Being the Continuing Adventures of a Woman and her Trusty Kayak in New York Harbor, the Hudson River, and Beyond. (with occasional political rants just to keep things lively!)
Monday, October 02, 2006
Intercourse, Pennsylvania.
Now here's the entertaining truth about yesterday's lovely, bucolic, pastoral picture. I just backed up a few yards to take this one!
The cows are bovine set dressing for a tourist attraction. Seriously! The farms & fields are for real. Actually the cows are for real too - but they've got them in this little roped-in area, right next to the parking lot where they lend maximum picturesqueosity to your digital foreground.
This particular parking lot is for a "shopping village" that's grown up behind the main drag of Intercourse, Pennsylvania. Yes, you read right. Seems to be a huge destination for bus tours. Can't imagine why...
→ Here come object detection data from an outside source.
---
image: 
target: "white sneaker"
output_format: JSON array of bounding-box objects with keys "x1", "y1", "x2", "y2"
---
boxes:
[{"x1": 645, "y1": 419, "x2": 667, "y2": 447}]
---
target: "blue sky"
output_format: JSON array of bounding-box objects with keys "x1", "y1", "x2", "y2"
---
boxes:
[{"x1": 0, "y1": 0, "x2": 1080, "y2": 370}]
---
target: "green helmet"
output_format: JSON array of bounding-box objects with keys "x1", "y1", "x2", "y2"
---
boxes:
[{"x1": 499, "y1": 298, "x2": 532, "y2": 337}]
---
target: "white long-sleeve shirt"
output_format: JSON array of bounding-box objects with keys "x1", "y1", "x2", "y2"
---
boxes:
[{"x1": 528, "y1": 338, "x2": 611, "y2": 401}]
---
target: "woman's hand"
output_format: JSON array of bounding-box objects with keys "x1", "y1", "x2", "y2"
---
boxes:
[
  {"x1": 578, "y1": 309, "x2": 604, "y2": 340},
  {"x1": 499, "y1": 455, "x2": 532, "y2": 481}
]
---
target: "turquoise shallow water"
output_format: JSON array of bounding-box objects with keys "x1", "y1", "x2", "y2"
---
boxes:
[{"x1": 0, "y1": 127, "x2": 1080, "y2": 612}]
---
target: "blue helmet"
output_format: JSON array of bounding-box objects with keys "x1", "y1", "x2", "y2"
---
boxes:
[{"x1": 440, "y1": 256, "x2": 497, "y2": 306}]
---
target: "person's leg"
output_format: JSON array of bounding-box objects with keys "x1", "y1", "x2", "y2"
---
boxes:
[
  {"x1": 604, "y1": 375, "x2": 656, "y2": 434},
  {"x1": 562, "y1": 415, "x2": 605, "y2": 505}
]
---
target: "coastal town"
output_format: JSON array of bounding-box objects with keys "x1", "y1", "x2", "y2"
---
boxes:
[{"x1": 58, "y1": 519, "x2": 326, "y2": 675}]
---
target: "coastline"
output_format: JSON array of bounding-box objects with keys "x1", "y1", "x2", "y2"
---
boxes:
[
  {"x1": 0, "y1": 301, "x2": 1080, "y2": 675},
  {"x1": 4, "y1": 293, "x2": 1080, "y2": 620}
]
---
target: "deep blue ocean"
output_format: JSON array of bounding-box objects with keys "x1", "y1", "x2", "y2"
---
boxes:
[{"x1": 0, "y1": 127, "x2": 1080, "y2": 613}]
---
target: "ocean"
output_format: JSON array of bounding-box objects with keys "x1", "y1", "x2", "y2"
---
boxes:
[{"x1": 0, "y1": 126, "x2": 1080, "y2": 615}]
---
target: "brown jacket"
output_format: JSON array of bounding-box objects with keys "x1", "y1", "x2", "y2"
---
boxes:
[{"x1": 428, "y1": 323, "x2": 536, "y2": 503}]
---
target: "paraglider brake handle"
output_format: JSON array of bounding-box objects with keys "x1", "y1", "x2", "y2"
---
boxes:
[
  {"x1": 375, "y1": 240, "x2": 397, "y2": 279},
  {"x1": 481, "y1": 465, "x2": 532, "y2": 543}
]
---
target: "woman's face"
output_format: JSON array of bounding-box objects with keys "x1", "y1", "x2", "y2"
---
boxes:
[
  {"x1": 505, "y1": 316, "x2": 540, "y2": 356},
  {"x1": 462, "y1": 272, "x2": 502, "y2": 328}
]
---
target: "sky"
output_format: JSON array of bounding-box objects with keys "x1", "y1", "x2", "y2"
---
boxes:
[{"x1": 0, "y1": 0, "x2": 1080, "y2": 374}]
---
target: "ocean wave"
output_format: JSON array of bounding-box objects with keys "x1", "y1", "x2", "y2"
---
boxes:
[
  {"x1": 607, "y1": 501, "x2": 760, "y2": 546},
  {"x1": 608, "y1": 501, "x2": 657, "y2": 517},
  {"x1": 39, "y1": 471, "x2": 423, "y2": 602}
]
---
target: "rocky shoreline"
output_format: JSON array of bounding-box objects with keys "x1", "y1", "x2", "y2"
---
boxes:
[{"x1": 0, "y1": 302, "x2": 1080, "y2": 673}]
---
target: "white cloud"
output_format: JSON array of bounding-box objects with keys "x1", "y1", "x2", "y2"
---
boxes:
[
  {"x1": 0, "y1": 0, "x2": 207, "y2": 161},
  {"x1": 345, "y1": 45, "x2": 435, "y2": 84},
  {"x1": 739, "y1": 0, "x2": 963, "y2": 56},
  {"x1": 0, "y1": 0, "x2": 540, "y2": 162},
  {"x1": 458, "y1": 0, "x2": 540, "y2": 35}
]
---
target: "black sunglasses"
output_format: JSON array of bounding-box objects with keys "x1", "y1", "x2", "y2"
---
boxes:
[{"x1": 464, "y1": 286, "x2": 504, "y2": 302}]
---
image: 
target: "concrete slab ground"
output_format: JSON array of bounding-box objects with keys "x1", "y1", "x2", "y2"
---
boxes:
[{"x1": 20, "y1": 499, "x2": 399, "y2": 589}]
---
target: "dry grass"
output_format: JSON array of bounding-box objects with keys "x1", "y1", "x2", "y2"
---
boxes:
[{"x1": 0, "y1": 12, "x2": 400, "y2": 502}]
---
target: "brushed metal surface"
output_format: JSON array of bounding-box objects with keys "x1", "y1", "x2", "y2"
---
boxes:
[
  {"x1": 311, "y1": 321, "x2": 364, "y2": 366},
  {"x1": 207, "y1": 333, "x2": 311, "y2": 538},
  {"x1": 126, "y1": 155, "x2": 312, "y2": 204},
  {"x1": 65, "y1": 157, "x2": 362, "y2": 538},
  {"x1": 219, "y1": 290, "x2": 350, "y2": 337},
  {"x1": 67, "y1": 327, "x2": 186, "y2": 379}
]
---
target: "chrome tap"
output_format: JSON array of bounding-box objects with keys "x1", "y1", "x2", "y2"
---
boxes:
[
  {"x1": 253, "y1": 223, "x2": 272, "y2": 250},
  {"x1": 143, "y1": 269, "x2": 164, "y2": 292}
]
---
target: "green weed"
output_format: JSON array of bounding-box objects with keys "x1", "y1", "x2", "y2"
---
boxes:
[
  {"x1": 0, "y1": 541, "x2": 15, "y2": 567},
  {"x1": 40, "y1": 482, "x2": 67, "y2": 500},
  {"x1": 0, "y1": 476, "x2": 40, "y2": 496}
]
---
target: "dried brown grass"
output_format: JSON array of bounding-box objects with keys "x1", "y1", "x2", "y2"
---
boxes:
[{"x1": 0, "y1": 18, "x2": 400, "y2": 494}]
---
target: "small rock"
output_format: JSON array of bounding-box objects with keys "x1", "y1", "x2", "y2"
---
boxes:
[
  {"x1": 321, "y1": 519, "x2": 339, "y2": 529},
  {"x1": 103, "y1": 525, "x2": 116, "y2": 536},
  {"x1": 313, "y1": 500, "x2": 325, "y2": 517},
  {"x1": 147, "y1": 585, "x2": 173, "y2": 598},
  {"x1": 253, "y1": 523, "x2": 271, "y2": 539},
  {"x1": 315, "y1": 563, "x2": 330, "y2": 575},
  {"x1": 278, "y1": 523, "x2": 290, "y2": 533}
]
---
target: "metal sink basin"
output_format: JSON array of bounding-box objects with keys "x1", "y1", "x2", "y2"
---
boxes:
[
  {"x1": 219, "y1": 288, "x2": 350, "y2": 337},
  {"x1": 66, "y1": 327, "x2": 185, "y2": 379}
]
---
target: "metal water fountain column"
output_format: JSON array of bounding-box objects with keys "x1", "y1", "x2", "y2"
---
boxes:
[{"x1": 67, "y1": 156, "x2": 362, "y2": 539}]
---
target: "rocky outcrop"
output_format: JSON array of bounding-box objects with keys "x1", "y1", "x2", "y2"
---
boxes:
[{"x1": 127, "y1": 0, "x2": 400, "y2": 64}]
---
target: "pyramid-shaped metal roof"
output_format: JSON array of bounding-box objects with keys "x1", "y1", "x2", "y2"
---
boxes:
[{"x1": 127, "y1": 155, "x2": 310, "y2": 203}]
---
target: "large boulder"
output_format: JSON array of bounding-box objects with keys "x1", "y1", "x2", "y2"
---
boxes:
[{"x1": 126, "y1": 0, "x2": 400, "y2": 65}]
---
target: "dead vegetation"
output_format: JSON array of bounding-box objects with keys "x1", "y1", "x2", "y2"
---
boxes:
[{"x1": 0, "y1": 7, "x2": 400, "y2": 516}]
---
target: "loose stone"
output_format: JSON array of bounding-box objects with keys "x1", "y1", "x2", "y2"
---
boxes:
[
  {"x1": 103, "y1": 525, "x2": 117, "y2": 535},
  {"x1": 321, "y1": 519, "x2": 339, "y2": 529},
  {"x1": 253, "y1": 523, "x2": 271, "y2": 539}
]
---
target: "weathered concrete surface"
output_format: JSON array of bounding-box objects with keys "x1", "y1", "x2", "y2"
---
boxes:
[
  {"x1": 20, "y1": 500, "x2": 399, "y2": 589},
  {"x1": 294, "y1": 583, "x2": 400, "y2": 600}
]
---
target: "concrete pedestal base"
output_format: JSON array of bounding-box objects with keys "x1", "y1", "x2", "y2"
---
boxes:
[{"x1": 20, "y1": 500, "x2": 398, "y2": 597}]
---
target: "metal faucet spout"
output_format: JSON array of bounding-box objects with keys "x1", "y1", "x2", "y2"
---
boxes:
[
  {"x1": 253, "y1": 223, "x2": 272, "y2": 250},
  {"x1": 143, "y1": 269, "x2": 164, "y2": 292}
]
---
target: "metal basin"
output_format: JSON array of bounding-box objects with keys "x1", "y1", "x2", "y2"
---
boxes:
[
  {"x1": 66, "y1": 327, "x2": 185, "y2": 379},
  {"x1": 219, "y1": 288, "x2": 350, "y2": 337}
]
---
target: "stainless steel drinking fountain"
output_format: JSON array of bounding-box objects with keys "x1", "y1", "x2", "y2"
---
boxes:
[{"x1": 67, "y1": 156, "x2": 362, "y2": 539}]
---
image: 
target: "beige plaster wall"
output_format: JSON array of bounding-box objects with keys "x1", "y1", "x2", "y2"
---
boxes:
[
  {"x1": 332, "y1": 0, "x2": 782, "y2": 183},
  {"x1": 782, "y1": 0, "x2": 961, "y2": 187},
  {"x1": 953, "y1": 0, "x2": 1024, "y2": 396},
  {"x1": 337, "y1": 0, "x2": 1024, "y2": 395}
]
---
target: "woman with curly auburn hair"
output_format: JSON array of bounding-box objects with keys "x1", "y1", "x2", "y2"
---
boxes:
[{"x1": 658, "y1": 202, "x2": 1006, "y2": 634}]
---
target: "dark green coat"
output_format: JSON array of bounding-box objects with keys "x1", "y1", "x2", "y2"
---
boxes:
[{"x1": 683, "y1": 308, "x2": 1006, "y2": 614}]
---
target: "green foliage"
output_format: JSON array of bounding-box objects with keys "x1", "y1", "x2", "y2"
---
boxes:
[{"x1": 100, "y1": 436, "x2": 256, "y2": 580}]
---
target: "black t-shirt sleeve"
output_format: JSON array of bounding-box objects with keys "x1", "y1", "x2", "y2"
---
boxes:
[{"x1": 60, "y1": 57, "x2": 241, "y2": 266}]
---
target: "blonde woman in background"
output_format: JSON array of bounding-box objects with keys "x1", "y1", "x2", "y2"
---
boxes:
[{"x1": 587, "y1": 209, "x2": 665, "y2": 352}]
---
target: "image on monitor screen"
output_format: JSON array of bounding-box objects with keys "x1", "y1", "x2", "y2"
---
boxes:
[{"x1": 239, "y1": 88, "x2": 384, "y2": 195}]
It was interesting seeing how the Amish and the Amish-inspired/themed tourism coexists. We knew we were in Amish country when we started seeing laundry lines behind some of the big farmhouses, with simply-cut clothing and sheets blowing in the autumn sunshine. Ditto when we had to slow down passing a horse-drawn buggy. The most striking moment was when we spotted a group of men harvesting with a team of huge Belgians. I don't think I have ever seen draft horses actually being used to do serious farm work before - that was fascinating. Very real. There was one team working a harvester or mower of some sort, and then we passed a cart stacked high with stalks of corn drawn by another team.
The town, though, almost seemed like it was aimed specifically at giving us tourists a way to gawk to our hearts content, without gawking at people just trying to live their lives. Buggy rides, a petting zoo, pretzels, kettle-corn, fruit butters, jams, preserves, old-timey candy and enough country-themed tchotskys to stock a thousand grandma's kitchens. Out on the main street, higher-end stuff, beautiful quilts & I'm sure some nice furniture - all concentrated right there in one convenient location, buzzing with bus tours, while the Amish quietly worked their fields and lived their lives at speed that never exceeds the pace at which a good horse can trot.
Sounds kind of nice, doesn't it?
The place was a little on the tourist-trap side, but, well, it serves a purpose. I'm not much in need of "things" these days, but they did manage to pull a few bucks out of my pockets for apple butter, old-fashioned crackers & some malted milk balls, my sister got some shirts, and my folks got a new quilt -- perfect for those brutal nights in Hawaii when the temperature drops to a fearsome sixty-five fahrenheit, of course!